Note carefully those words “take dominion” and “rule.” Christian nationalists will literally take over.
In Torba’s view, this will happen by winning elections and then making Christian values the law of the land. This, in turn, will benefit the whole society, as if Christians could change society by coercion rather than by sacrificial love and service and example.
Some even take this one step further, telling Christians to prepare for battle by getting their guns and ammunition ready, in the name of Jesus at that.
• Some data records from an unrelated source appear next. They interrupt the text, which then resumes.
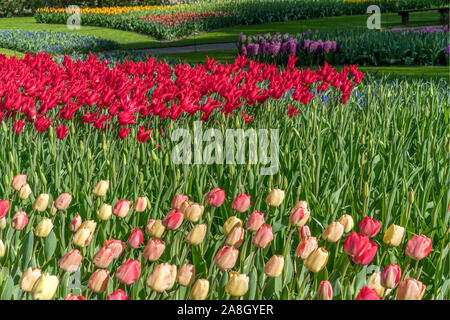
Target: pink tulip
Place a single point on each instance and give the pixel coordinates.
(129, 271)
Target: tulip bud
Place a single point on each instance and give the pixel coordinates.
(304, 232)
(119, 294)
(116, 246)
(76, 223)
(18, 181)
(410, 289)
(263, 236)
(237, 284)
(333, 232)
(375, 283)
(394, 235)
(367, 254)
(215, 197)
(369, 227)
(122, 208)
(162, 277)
(306, 247)
(71, 296)
(63, 201)
(29, 278)
(154, 249)
(173, 219)
(140, 204)
(2, 223)
(136, 238)
(84, 234)
(317, 260)
(98, 281)
(255, 221)
(71, 261)
(226, 258)
(24, 192)
(43, 228)
(4, 207)
(196, 235)
(2, 249)
(41, 202)
(274, 267)
(230, 224)
(275, 197)
(45, 287)
(235, 237)
(390, 276)
(199, 290)
(186, 275)
(347, 221)
(355, 243)
(103, 258)
(299, 216)
(129, 271)
(19, 220)
(178, 200)
(192, 211)
(325, 291)
(418, 247)
(104, 212)
(367, 293)
(241, 203)
(101, 188)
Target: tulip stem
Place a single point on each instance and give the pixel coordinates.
(185, 255)
(263, 287)
(213, 282)
(382, 256)
(406, 270)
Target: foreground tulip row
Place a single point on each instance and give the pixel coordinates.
(128, 264)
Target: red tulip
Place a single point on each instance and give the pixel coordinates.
(418, 247)
(61, 131)
(129, 271)
(367, 293)
(369, 227)
(143, 135)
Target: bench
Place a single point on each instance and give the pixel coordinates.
(405, 13)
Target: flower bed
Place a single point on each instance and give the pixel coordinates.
(420, 46)
(53, 42)
(248, 12)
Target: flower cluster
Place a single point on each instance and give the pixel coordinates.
(39, 91)
(161, 276)
(178, 18)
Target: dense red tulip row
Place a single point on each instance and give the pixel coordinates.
(175, 19)
(36, 91)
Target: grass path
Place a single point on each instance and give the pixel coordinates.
(132, 40)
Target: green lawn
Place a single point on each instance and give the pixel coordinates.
(132, 40)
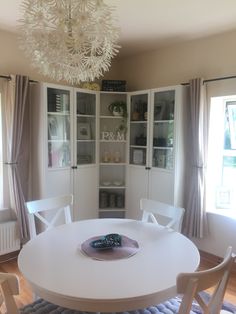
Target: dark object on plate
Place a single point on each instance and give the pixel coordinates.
(108, 241)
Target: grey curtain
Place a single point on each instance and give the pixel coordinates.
(195, 224)
(18, 150)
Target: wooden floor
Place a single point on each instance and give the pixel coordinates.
(26, 295)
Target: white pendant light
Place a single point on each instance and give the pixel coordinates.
(71, 40)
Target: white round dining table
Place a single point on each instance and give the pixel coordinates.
(58, 270)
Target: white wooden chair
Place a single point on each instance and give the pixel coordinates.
(156, 211)
(58, 206)
(190, 284)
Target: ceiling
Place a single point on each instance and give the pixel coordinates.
(149, 24)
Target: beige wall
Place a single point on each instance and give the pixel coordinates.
(13, 60)
(210, 57)
(207, 58)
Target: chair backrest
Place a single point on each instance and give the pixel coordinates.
(59, 206)
(153, 210)
(190, 284)
(9, 287)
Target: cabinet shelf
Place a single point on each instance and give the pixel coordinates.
(161, 147)
(58, 141)
(138, 146)
(112, 187)
(112, 209)
(87, 141)
(86, 115)
(111, 117)
(61, 113)
(138, 121)
(112, 141)
(112, 164)
(163, 121)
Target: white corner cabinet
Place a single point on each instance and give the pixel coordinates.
(112, 155)
(156, 147)
(106, 159)
(64, 145)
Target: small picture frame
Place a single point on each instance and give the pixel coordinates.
(138, 156)
(83, 131)
(53, 131)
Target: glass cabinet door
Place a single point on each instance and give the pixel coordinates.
(58, 121)
(138, 129)
(163, 129)
(85, 128)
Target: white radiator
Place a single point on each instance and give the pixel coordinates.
(9, 237)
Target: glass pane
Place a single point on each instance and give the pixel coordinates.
(58, 154)
(58, 100)
(85, 153)
(163, 158)
(164, 105)
(58, 127)
(86, 104)
(58, 121)
(86, 127)
(163, 134)
(139, 107)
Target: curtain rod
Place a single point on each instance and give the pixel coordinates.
(7, 77)
(215, 79)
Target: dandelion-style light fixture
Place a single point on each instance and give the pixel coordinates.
(71, 40)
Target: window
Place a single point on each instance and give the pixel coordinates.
(221, 165)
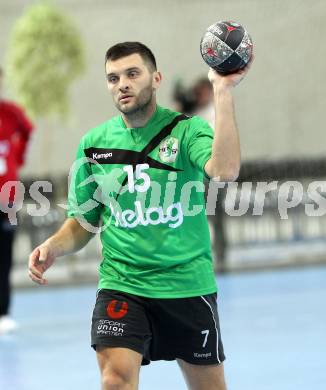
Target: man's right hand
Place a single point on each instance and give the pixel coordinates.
(40, 260)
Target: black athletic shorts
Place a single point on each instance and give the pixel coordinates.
(159, 329)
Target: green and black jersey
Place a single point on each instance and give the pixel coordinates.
(146, 187)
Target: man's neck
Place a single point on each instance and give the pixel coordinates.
(141, 117)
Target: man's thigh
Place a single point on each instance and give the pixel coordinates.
(120, 321)
(209, 377)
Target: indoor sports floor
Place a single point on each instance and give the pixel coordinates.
(273, 327)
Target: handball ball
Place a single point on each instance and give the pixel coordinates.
(226, 47)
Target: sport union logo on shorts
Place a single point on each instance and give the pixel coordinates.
(168, 149)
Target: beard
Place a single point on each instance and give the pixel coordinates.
(141, 104)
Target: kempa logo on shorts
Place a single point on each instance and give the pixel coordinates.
(168, 149)
(98, 156)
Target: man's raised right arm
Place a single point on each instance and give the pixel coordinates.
(68, 239)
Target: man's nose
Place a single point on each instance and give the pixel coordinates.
(124, 84)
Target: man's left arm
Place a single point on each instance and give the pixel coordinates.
(224, 163)
(23, 134)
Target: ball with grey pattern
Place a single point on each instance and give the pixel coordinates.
(226, 47)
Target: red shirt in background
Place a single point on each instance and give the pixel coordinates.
(15, 131)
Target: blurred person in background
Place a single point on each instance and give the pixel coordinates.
(15, 131)
(157, 289)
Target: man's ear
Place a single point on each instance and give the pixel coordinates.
(157, 79)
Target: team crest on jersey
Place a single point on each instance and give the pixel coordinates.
(168, 149)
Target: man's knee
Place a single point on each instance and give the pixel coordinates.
(116, 380)
(119, 368)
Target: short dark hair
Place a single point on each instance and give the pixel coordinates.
(125, 49)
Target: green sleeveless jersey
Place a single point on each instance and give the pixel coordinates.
(145, 187)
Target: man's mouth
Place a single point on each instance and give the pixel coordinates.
(124, 98)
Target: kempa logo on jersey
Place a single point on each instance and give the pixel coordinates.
(98, 156)
(168, 149)
(152, 216)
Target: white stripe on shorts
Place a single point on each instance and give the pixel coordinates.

Get ready for holy war!
This is irresponsible as it is dangerous, especially in today’s highly volatile, hyper-politicized, powder keg climate.
In my new book, The Political Seduction of the Church: How Millions of American Christians Confused Politics with the Gospel, I get into these subjects in much more depth, documenting every position in detail, and doing my best to be fair in my presentation. (But let the reader beware: some of what I document in the book is quite shocking.)
I believe those of you who are interested in delving deeper into the relationship between Church and State and who want to understand the Church’s calling to change the world will find The Political Seduction of the Church helpful. In fact, I wrote it for you.
For the moment, though, let me say this plainly: Jesus alone deserves our total loyalty and absolute, undivided devotion. Whether it be our careers, reputations, or our patriotism, anything or anyone that seeks to share the throne of our hearts and lives with Him, is an idol that must be smashed.